PN7161 Documentation covers quick start steps, I2C wiring, Raspberry Pi and ESP32 setup, Apple ECP differences, libraries, and troubleshooting for the ELECHOUSE PN7161 NFC RFID Module.
Quick Start
- Use the module as an I2C NFC controller with NCI 2.0 firmware.
- Wire SDA, SCL, IRQ, VEN, VDD, VANT, GND, and optional DWL to your host.
- For Raspberry Pi / Linux, use the same linux_libnfc-nci workflow used by PN7160.
- For ESP32 / Arduino IDE, follow the same I2C setup documents used for PN7160.
- If your target application needs Apple Wallet / Apple VAS / Apple ECP, use PN7161 instead of PN7160.
What Makes PN7161 Different?
| Feature | PN7161 | PN7160 |
|---|---|---|
| Apple ECP | Supported | Not supported |
| Apple Wallet / Apple VAS workflows | Compatible | Not the right choice |
| NCI 2.0 | Yes | Yes |
| I2C hardware footprint | Same | Same |
| Linux / Android driver model | Same family workflow | Same family workflow |
Pinout / Wiring Reference
PN7161 uses the same practical wiring model as PN7160.

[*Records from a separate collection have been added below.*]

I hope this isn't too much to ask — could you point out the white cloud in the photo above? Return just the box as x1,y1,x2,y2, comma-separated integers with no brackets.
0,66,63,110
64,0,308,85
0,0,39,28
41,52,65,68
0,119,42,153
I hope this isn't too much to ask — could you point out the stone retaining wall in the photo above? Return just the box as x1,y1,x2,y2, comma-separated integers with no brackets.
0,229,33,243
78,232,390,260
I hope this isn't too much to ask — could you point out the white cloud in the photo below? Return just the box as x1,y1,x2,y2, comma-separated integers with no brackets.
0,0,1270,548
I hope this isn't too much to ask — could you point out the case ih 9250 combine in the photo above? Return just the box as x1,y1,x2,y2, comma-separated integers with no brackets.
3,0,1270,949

| PN7161 Pin | Raspberry Pi 4 | Notes |
|---|---|---|
| SDA | Pin 3 (SDA) | I2C data |
| SCL | Pin 5 (SCL) | I2C clock |
| IRQ | Pin 16 / GPIO23 | Interrupt |
| VEN | Pin 18 / GPIO24 | Enable / reset control |
| VDD | Pin 1 / 3.3V | Logic supply |
| VANT | Pin 2 or 4 / 5V | Antenna supply |
| GND | Pin 6 / GND | Common ground |
| DWL | Pin 22 | Optional maintenance pin |
ESP32 Wiring
| PN7161 | ESP32 | Notes |
|---|---|---|
| DWL | GPIO19 | Control pin used in the guide |
| SDA | GPIO21 | I2C data |
| SCL | GPIO22 | I2C clock |
| IRQ | GPIO14 | Interrupt |
| VEN | GPIO13 | Enable / reset |
| VDD | 3V3 | Logic supply |
| GND | GND | Common ground |
| VANT | 5V | Antenna supply |
Supported Platforms
- Raspberry Pi
- Linux with
linux_libnfc-nci - ESP32 in Arduino IDE
- Android / embedded Linux systems
- Embedded applications that require Apple ECP support
Initialization Method
- Bring the module up exactly as you would a PN7160 I2C board.

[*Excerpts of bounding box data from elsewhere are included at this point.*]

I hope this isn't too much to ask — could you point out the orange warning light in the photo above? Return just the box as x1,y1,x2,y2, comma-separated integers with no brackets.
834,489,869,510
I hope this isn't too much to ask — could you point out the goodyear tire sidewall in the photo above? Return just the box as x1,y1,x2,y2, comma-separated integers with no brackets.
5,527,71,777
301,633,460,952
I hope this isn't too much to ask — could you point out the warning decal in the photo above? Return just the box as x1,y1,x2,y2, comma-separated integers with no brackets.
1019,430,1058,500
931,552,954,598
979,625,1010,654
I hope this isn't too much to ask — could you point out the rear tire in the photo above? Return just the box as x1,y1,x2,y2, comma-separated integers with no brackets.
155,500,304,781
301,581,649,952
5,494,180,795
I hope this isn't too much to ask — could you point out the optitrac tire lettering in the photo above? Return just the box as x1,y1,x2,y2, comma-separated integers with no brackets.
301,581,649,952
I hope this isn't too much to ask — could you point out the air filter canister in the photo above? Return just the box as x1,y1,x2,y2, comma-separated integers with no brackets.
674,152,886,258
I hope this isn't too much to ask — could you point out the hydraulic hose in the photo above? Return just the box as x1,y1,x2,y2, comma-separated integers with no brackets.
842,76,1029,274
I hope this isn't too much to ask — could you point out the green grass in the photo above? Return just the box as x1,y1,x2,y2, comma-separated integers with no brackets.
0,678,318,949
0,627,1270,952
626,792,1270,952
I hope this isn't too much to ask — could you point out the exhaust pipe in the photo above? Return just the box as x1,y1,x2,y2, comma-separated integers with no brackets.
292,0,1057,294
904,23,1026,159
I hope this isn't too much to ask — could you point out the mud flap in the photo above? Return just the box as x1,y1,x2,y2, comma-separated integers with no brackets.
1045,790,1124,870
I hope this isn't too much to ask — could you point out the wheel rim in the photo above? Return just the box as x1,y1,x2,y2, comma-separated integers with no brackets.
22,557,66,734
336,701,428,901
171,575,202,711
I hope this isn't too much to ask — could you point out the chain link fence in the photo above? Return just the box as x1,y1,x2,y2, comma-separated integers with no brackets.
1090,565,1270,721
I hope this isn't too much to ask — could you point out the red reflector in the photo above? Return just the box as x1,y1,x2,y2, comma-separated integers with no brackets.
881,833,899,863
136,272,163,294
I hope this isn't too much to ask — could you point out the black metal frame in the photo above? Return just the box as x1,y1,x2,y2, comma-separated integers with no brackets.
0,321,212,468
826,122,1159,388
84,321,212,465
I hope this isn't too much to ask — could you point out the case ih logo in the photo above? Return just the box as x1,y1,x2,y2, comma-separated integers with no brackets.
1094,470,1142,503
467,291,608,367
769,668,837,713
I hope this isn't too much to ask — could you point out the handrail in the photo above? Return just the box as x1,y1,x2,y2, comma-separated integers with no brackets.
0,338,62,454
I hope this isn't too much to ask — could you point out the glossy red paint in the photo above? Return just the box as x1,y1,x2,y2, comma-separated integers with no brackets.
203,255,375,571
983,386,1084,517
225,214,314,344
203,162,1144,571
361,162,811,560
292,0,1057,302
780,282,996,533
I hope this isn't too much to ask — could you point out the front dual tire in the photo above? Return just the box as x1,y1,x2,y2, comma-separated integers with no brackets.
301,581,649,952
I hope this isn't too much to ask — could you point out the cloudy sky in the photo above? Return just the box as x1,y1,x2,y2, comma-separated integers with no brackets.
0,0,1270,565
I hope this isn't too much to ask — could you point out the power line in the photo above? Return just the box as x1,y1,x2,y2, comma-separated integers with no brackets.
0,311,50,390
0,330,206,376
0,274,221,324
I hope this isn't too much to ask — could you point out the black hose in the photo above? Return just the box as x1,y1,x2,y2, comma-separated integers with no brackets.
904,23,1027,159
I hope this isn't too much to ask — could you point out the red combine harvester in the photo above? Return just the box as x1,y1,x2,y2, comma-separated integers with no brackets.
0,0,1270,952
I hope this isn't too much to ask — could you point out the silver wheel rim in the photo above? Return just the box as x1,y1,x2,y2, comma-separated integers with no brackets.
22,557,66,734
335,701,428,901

- Enable I2C on the host and verify bus visibility.
- Install the Linux or Arduino-side software stack.
- Run a basic reader / polling test first.

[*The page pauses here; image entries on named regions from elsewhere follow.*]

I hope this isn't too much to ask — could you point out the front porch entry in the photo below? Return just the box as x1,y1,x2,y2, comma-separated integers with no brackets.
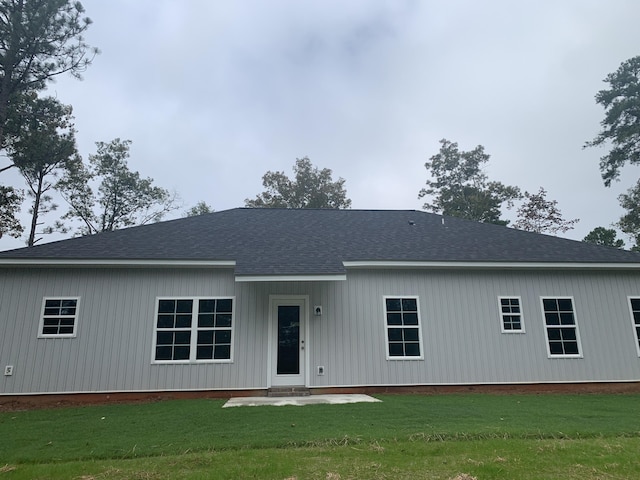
269,295,309,387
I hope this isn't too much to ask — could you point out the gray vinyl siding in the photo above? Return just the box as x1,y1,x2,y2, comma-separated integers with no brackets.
314,270,640,385
0,268,640,394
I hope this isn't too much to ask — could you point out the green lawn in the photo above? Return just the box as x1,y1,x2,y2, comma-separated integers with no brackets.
0,394,640,480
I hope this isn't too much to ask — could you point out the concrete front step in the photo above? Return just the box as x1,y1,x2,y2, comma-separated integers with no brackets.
267,387,311,397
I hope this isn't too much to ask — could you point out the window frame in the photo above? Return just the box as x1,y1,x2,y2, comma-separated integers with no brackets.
382,295,424,361
627,295,640,357
151,295,236,365
540,295,584,358
498,295,527,334
38,295,80,338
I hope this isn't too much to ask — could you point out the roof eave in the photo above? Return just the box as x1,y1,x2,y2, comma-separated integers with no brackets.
342,260,640,270
0,258,236,268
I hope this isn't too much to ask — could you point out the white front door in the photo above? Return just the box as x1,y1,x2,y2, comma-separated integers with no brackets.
269,296,308,387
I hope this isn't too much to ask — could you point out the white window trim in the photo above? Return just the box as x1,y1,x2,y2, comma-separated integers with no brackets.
627,295,640,357
38,295,80,338
382,295,424,361
498,295,527,334
151,295,236,365
540,295,584,358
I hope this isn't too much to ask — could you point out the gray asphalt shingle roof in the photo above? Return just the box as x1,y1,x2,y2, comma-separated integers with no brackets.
0,208,640,275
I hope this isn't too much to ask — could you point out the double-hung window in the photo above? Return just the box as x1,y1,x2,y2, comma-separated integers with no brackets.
154,297,234,363
542,297,582,357
384,296,422,360
38,297,80,338
498,297,524,333
629,297,640,357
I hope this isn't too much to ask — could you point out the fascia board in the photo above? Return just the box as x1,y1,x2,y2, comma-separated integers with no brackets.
236,275,347,282
342,261,640,270
0,258,236,268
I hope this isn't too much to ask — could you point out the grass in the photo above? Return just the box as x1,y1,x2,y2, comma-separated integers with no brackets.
0,394,640,480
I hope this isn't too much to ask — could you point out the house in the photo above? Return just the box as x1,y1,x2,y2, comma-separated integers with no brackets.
0,208,640,396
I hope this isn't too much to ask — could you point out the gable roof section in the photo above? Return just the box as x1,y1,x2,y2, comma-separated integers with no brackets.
0,208,640,278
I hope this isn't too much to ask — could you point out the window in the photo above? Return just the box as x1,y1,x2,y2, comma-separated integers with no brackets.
629,297,640,357
384,297,422,359
38,297,80,338
542,297,581,357
154,298,234,362
498,297,524,333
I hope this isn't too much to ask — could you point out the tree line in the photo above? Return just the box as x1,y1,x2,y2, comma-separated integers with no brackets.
0,0,640,249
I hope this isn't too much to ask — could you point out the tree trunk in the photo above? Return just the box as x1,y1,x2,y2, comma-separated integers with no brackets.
27,175,44,247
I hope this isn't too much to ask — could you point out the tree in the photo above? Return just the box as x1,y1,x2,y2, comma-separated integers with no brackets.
184,200,214,217
245,157,351,208
514,187,580,233
585,56,640,187
418,139,521,225
582,227,624,248
57,138,178,235
7,94,80,247
0,185,23,238
0,0,98,151
617,180,640,251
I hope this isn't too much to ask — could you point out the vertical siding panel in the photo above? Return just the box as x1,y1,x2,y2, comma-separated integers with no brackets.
0,268,640,393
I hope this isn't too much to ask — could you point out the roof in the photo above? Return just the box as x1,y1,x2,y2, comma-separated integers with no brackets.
0,208,640,276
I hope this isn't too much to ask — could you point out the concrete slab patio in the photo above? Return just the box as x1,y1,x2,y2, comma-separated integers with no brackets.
222,394,382,408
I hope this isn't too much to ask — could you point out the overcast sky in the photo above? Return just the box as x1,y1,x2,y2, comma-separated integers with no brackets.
0,0,640,249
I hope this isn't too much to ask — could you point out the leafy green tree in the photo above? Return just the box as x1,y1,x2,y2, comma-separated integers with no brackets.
585,56,640,187
617,180,640,251
245,157,351,208
582,227,624,248
418,139,521,225
56,138,178,235
7,95,80,247
184,200,215,217
0,0,98,148
514,187,580,234
0,185,23,238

- Only after baseline communication works should you move on to Apple-specific higher-level application flows.
Libraries and Drivers
- NXP linux_libnfc-nci
- Quick Guide (shared with PN7160/PN7161)
- ESP32 guide (shared workflow)
- I2C address setting guide
- Reference schematic PDF
I2C Address Options
The PN7161 family board uses the same address-selection approach documented for PN7160/PN7161 I2C boards. Supported 7-bit addresses are:
- 0x28
- 0x29
- 0x2A
- 0x2B
Example Workflow
# Raspberry Pi / Linux baseline workflow
sudo raspi-config
# enable I2C
ls /dev/i2c*
git clone https://github.com/NXPNFCLinux/linux_libnfc-nci.git -b NCI2.0_PN7160
cd linux_libnfc-nci
./bootstrap
./configure
make
sudo make install
export LD_LIBRARY_PATH=/usr/local/lib
nfcDemoApp poll
Common Errors
- Apple use case expected, but PN7160 hardware used: switch to PN7161 if Apple ECP is required.
- No board response: verify I2C, IRQ, VEN, power rails, and device address.
- Linux driver starts but no tags are detected: re-check config file transport / device node settings.
- ESP32 example does not respond: confirm pin mapping and supply rails for both VDD and VANT.
Troubleshooting
- First validate plain NFC polling before debugging Apple-specific application layers.
- Use the same bring-up checklist as PN7160 because the hardware platform is intentionally close.
- If multiple boards share the bus, confirm address resistor settings and bus pull-up health.
Version Differences
- PN7161 is the enhanced PN7160-family option that adds Apple ECP support.
- For non-Apple NFC reading / writing use cases, PN7160 may be sufficient and lower cost.
Update History
- 2026-04-05: First public PN7161 documentation page published.
- Reference basis: shared ELECHOUSE I2C quick-start documents plus the PN7161 product page technical notes.